But wait, there’s more! You’ll also need to tell experiment() what kind of scientific story you’re telling:

🔬 Experiment Type - Are you diving into pure glycomics (“glycomics”) or exploring the protein-glycan dance (“glycoproteomics”)?
🍃 Glycan Type - Are you studying N-linked (“N”) or O-linked (“O”) glycans?

These metadata fields help other glycoverse packages understand your data context and provide the right analysis tools.

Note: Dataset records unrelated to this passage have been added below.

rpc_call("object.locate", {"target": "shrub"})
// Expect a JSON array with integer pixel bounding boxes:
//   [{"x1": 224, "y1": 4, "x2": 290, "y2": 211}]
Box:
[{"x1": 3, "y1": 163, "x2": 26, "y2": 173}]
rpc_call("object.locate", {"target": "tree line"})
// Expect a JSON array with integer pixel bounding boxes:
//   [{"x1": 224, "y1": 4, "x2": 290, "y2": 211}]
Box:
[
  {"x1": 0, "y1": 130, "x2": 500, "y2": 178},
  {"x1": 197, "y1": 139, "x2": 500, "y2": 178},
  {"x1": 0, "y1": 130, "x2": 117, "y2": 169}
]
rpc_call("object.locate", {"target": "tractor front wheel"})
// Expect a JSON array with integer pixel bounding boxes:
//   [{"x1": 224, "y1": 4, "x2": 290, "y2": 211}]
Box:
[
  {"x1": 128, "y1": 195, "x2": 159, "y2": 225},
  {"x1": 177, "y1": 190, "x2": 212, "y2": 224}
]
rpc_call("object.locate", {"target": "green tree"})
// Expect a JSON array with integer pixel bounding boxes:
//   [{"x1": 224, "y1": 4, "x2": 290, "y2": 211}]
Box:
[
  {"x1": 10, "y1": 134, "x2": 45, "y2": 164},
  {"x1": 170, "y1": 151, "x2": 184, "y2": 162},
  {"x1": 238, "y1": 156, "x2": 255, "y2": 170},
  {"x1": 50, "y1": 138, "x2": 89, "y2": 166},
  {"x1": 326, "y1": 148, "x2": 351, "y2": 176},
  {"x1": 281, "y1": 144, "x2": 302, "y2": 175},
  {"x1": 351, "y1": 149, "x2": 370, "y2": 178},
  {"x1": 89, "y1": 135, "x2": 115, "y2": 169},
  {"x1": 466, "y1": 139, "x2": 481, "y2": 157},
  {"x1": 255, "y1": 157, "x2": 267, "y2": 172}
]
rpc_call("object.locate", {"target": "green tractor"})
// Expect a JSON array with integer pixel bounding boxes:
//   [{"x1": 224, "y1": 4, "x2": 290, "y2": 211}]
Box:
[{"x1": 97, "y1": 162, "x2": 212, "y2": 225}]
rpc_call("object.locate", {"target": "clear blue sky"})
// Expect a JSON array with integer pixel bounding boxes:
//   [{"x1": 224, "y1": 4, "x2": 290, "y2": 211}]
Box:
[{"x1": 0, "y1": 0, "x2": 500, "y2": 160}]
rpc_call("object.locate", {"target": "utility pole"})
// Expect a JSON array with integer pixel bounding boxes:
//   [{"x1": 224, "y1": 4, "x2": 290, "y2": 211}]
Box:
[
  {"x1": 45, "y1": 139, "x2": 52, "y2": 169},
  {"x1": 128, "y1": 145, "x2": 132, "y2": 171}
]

Once you have these five elements ready, creating an experiment() is as easy as saying “glycosylation”!

library(tibble)

# Step 1: Craft your sample story
sample_info <- tibble(
  sample = c("sample1", "sample2", "sample3"),
  group = c("A", "B", "A")
)

# Step 2: Define your molecular cast
var_info <- tibble(
  variable = c("variable1", "variable2", "variable3"),
  glycan_composition = c("H3N2", "H4N2", "H5N2")
)

# Step 3: Generate some exciting (fake) data
expr_mat <- matrix(runif(9, 0, 100), nrow = 3, ncol = 3)
rownames(expr_mat) <- var_info$variable
colnames(expr_mat) <- sample_info$sample

# Step 4: The magic moment - bring it all together! ✨
# Don't forget to specify your experiment type and glycan type!
exp <- experiment(
  expr_mat = expr_mat,
  sample_info = sample_info,
  var_info = var_info,
  exp_type = "glycomics",      # "glycomics" or "glycoproteomics"
  glycan_type = "N"            # "N" or "O" linked glycans
)

exp
#> 
#> ── Experiment ──────────────────────────────────────────────────────────────────
#> ℹ Expression matrix: 3 samples, 3 variables
#> ℹ Sample information fields: group
#> ℹ Variable information fields: glycan_composition

Voilà! 🎉 You’ve just created your first custom experiment() object! Notice how all the pieces click together perfectly - the row names match your variable IDs, the column names align with your sample IDs, and everything is beautifully synchronized.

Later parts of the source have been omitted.